Delegação Brasileira recebendo a mdelha de prata no Mundial de Asa Delta 2019, disputado na Itália

CBVL: Com 13 mundiais certamente aconteceram coisas incríveis, né? Conta aí um episódio pra gente.

Nenê: Este também aconteceu na França, em 2009. Eu saí com uma galera boa, num pelotão com pilotos da elite de vários países. O primeiro pilão era numa cruz em cima de uma montanha, então eu me liguei que o vento estava de frente e fui liftando até bater o pilão a uns 50 metros da térmica. Porém, todos os outros voaram para a esquerda, por algum motivo. Fiquei desconfiado, mas segui o meu caminho. Quando cheguei no goal achei que tinha errado a prova, mas na verdade ganhei com 13 minutos de vantagem sobre o segundo colocado. Treze minutos! Foi incrível e contribuiu pra subir meu resultado na classificação individual.

CBVL: Este será mais um Mundial na Europa. Como é a experiência de voar no Velho Continente?

Nenê: Ah, é muito peculiar. Lá a gente voa em montanhas altíssimas, vales extremamente fechados, algo que o brasileiro não está acostumado. O último Mundial, na Itália, foi o mais radical que eu já voei. O de 93 também foi muito casca, chegamos a voar acima dos 6 mil metros e precisamos usar garrafa de oxigênio! Então para voar na Europa é preciso ter outra estratégia e novas técnicas de voo.

CBVL: Como você vê o Brasil no Mundial de 2021? Podemos sonhar com o bicampeonato?

Nenê: A nossa equipe é muito homogênea, com seis pilotos que voam mais ou menos no mesmo nível - algo difícil de ser ver entre os americanos ou próprios europeus. Então acredito que se dispormos novamente da mesma estrutura e apoio que tivemos na Itália em 2019 temos tudo para obter resultados ótimos mais uma vez. Ano passado tínhamos o Fabiano, um team leader excepcional, e também contamos com apoio financeiro da CBVL, algo que rolou pela primeira vez e que nos ajudou muito. Eu acredito muito nessa equipe, de verdade, sinto que podemos até sairmos como campeões mundiais.

CBVL: Já voou em Krusevo? Vem mais casca grossa por aí?

Nenê: Apesar de ser montanhosa, a região não parece ser tão desafiadora. Os vales são maiores e não parece ser tão hard como foi na Itália, por exemplo.

CBVL: A Itália vem de uma sequência de vitórias no Mundial. São eles, novamente, os favoritos?

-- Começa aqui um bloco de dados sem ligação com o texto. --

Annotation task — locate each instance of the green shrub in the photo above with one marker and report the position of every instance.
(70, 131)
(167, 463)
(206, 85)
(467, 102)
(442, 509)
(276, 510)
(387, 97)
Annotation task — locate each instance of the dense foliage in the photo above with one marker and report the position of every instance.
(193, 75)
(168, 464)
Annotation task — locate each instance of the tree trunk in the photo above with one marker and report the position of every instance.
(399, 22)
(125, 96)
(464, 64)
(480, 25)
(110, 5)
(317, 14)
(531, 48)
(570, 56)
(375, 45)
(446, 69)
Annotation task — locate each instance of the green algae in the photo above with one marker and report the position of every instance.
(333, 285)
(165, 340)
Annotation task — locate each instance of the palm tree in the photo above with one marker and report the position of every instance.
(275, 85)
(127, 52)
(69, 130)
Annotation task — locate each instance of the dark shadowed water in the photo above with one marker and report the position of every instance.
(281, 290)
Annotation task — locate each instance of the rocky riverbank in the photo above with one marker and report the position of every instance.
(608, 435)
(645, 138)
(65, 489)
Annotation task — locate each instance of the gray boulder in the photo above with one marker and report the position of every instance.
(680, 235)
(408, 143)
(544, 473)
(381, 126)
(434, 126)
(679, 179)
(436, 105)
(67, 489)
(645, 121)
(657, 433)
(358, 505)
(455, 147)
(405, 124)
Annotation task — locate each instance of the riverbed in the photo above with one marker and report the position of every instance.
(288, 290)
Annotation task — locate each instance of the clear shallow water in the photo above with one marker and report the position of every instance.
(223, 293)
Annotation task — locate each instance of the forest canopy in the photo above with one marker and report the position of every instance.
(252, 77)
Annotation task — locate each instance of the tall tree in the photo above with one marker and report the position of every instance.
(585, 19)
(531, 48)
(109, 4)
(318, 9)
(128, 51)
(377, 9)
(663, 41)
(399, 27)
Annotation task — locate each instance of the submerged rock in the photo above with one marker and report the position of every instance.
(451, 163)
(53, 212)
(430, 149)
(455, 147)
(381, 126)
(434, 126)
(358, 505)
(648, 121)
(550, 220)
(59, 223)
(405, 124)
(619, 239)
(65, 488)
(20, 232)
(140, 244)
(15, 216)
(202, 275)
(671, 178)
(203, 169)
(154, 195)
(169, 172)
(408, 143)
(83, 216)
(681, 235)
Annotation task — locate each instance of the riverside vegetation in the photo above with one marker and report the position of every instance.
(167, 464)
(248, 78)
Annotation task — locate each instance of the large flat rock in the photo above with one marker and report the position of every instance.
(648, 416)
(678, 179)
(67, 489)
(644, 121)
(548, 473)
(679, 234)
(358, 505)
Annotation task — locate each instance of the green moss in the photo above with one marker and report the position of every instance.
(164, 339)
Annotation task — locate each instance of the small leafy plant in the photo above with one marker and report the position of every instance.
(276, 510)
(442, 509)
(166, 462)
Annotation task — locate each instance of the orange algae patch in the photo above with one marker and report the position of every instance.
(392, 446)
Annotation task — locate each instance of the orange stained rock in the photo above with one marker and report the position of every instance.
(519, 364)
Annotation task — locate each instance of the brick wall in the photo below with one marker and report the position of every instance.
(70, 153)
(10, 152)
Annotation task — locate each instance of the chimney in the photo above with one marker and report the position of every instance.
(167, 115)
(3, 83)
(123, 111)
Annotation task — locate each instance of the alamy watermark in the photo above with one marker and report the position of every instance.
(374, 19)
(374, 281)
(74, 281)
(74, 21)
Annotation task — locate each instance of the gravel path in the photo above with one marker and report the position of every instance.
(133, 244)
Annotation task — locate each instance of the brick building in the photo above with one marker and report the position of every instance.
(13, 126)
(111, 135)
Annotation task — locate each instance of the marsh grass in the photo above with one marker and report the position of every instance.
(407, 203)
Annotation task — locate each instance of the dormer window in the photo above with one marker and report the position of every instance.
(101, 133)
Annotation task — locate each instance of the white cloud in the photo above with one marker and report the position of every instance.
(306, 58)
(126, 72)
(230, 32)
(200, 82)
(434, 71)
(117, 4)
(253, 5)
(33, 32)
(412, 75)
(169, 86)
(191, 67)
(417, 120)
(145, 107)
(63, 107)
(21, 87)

Nenê: Como sempre, são sim os italianos. São muito consistentes, voam muito bem, estão em casa. Não é à toa que são campeões mundiais por equipe a vários campeonatos. Acredito que o Brasil, Alemanha e França também estão entre os favoritos, na minha opinião.

CBVL: Nenê, legal demais contar com a sua experiência nesta entrevista! Quer deixar um recado final? Vai que é sua!

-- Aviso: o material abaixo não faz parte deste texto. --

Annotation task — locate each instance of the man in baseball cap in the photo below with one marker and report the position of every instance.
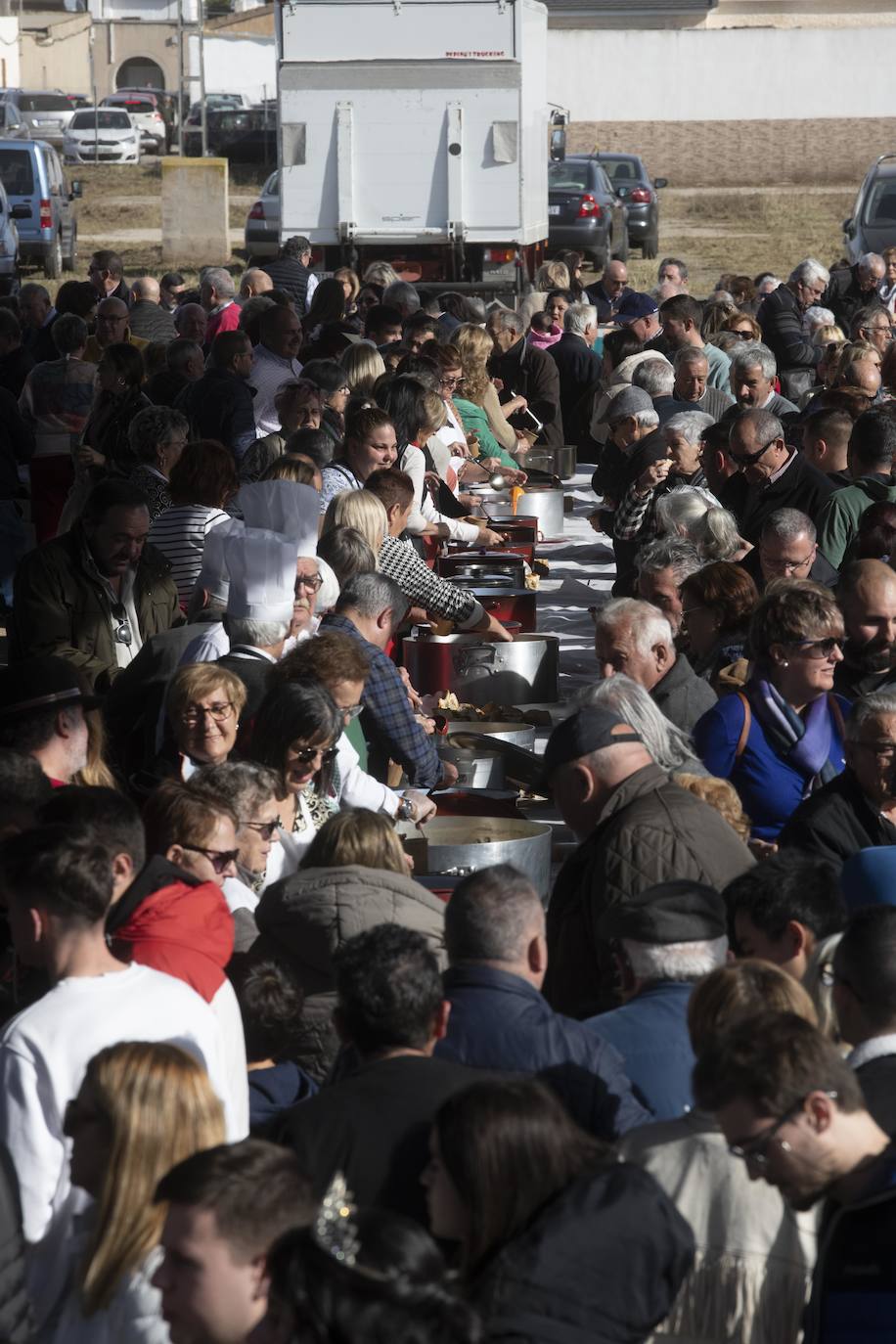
(42, 714)
(636, 829)
(664, 940)
(641, 313)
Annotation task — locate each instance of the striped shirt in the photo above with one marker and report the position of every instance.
(180, 535)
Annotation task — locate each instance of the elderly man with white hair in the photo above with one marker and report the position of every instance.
(752, 381)
(683, 434)
(850, 288)
(579, 371)
(781, 317)
(636, 639)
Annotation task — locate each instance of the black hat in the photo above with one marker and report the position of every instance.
(672, 912)
(42, 683)
(585, 732)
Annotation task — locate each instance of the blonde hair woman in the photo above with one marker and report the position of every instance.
(754, 1256)
(141, 1109)
(474, 347)
(359, 510)
(363, 365)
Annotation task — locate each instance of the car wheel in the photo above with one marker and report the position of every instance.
(53, 261)
(71, 258)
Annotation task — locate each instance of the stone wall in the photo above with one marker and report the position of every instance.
(828, 151)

Nenê: Bom, só tenho uma coisa para dizer: a equipe brasileira precisa acreditar no seu taco. Eu sinto que quando a gente chega no Mundial é comum a galera se sentir desvalorizada, o que não faz sentido já que temos pilotos excelentes. Você só vai voar bem se acreditar no seu potencial. 

Então o meu pedido é esse, que os primeiros colocados no ranking brasileiro busquem formas de representar o nosso país, de participar do Mundial. E que estejam lá com muita garra, concentração, patriotismo. Acredito que se mantermos um esquema de disciplina podemos ser campeões mundiais - e até com certa facilidade.